Some left economists have started to critique MMT, I have written a recent blog article but like the rabbit hole to Wonderland, there’s always more. Here are my notes.

Here are some links,

  1. Against modern monetary theory  … by James Meadway, not all currencies are equal and thus not all currencies are sovereign and he defends Labour’s Fiscal Credibility Rule. The UK’s over engagement in the world’s capital/currency markets makes the UK overly reliant on political support from the US because of our dollar liabilities.
  2. I found this article above via, There are ways to end neoliberalism globally that are not progressive and this will increasingly be the terrain the left is fighting on  which makes similar points on economic policy but also attacks MMT as not being of the left, and ignoring economic power, productivity and inequality.
  3. Brexit: the Slippery Slope of Left Sovereigntism, from Modern Monetary Theory to Spiked. at tendance coatsey explores the political inertia that MMT’s exponents may be riding; much of this article is based on the interview (See 2) with James Meadway, once John McDonnell’s economics adviser.  For Coatsey’s regular readers, you will be unsurprised at his pugnacious attacks on Faizi’s endorsement of the Full Brexit and Spiked.
  4. Modern Monetary Theory isn’t helping … at the Jacobin
  5. Functional Finance and Full Employment: Lessons from Lerner for Today?, a relatively recent paper 1999 on “Functional Finance“. Functional Finance is ascribed (on wikipedia) to Abba P Lerner on whose page there is a partial bibliography, there’s also Functional Finance: Old and New at the Levy Institute, no relation.
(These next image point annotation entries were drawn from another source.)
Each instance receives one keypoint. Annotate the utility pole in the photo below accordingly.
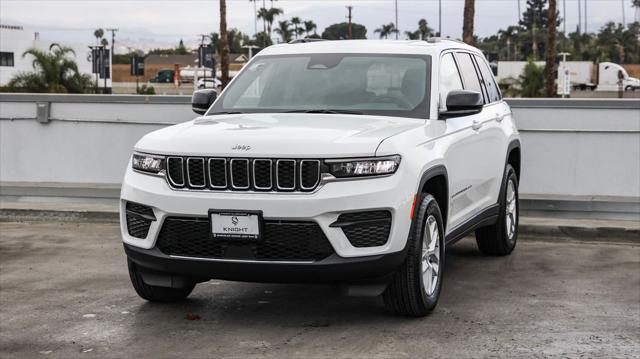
(397, 20)
(586, 29)
(255, 18)
(579, 17)
(113, 38)
(564, 15)
(350, 30)
(440, 18)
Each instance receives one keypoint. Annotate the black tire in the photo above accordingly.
(406, 294)
(496, 239)
(154, 293)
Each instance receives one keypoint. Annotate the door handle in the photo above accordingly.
(476, 125)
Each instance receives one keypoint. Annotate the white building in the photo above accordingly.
(15, 40)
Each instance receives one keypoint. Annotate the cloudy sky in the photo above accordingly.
(165, 22)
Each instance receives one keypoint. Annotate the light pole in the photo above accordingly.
(439, 18)
(397, 20)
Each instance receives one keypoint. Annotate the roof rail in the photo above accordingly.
(304, 41)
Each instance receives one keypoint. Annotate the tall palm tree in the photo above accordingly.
(224, 45)
(255, 17)
(99, 34)
(284, 30)
(551, 50)
(269, 16)
(467, 22)
(54, 72)
(311, 26)
(386, 30)
(296, 21)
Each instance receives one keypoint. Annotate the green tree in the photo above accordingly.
(310, 26)
(386, 30)
(284, 30)
(53, 71)
(297, 28)
(181, 49)
(532, 80)
(269, 16)
(98, 34)
(340, 31)
(423, 31)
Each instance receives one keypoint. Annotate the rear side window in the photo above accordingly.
(449, 78)
(489, 82)
(469, 74)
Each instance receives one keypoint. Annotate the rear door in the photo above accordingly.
(464, 147)
(493, 132)
(477, 156)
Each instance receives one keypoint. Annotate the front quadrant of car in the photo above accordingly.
(350, 163)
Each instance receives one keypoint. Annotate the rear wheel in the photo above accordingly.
(155, 293)
(500, 238)
(415, 287)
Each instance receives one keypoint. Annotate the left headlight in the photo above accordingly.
(361, 167)
(147, 163)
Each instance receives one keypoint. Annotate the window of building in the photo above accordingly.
(6, 59)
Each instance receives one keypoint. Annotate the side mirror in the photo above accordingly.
(202, 100)
(462, 103)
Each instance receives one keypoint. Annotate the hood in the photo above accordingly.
(277, 135)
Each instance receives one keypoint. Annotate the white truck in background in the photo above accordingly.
(584, 75)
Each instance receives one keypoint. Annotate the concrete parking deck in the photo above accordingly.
(65, 292)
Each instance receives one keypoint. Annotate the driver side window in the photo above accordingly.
(449, 78)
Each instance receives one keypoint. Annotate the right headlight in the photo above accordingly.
(362, 167)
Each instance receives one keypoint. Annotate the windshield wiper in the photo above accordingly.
(226, 113)
(348, 112)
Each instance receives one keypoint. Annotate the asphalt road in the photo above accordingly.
(65, 292)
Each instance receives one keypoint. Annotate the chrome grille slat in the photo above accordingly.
(243, 174)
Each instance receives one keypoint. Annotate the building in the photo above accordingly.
(15, 40)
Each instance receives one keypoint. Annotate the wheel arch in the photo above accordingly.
(435, 181)
(514, 157)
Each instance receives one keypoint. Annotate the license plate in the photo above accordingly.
(235, 225)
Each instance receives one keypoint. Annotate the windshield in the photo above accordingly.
(377, 84)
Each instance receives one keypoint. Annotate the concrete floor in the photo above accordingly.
(65, 292)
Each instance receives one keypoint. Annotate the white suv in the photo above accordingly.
(348, 162)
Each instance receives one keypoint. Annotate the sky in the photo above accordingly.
(156, 23)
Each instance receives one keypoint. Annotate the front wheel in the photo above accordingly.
(500, 238)
(415, 287)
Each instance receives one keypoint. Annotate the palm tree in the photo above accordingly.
(551, 50)
(284, 30)
(224, 42)
(54, 72)
(269, 16)
(422, 33)
(296, 21)
(386, 30)
(467, 22)
(311, 26)
(98, 33)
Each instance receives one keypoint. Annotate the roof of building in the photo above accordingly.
(162, 59)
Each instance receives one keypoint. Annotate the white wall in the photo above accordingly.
(576, 150)
(18, 41)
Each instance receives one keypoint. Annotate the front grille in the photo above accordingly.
(139, 218)
(243, 174)
(365, 229)
(281, 241)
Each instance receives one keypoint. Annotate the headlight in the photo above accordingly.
(147, 163)
(361, 167)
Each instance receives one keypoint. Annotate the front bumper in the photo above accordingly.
(333, 269)
(392, 193)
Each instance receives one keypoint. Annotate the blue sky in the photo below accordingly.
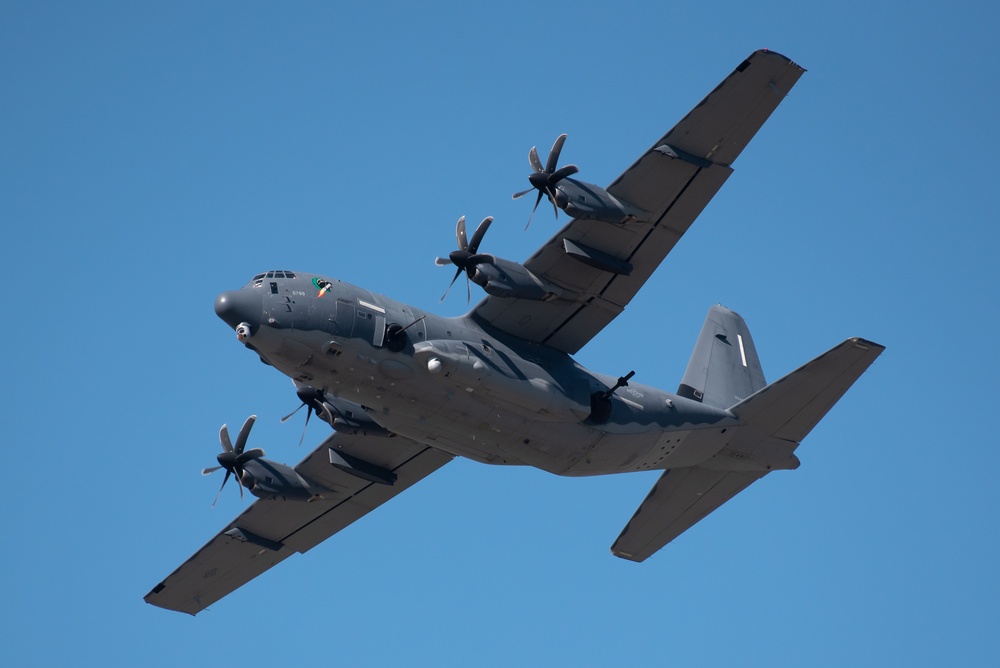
(153, 156)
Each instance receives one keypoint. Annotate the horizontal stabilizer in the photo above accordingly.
(678, 500)
(789, 408)
(772, 422)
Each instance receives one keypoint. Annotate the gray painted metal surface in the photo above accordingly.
(405, 391)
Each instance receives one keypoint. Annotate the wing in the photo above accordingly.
(673, 181)
(271, 530)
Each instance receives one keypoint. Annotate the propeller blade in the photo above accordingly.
(221, 487)
(227, 445)
(562, 173)
(536, 164)
(552, 198)
(480, 232)
(550, 166)
(288, 417)
(305, 426)
(241, 438)
(252, 453)
(463, 241)
(533, 209)
(457, 273)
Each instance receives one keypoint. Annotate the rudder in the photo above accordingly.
(724, 368)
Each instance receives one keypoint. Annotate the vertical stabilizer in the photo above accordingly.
(724, 368)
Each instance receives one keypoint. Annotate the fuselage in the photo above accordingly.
(455, 384)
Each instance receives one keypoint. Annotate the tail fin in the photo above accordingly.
(724, 368)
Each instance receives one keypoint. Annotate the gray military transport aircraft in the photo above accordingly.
(406, 391)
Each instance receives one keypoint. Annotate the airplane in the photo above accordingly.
(406, 391)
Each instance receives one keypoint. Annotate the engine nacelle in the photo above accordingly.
(589, 202)
(503, 278)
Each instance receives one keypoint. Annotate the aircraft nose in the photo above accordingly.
(238, 306)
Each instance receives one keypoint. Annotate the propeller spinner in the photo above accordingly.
(544, 179)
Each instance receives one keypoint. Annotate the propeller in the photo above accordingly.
(544, 179)
(233, 458)
(467, 256)
(312, 399)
This is important as it first posed the proposition that fiscal policy should have a real world outcome, not reflect an accountant’s desire to balance the books.

The two main sources proposing MMT, I have found are,

  1. Bill Mitchell’s blog
  2. And in Reclaiming the State, at least part two.

I have another article in this wiki Modern Monetary Theory which annotates earlier theorists contributing to the theory.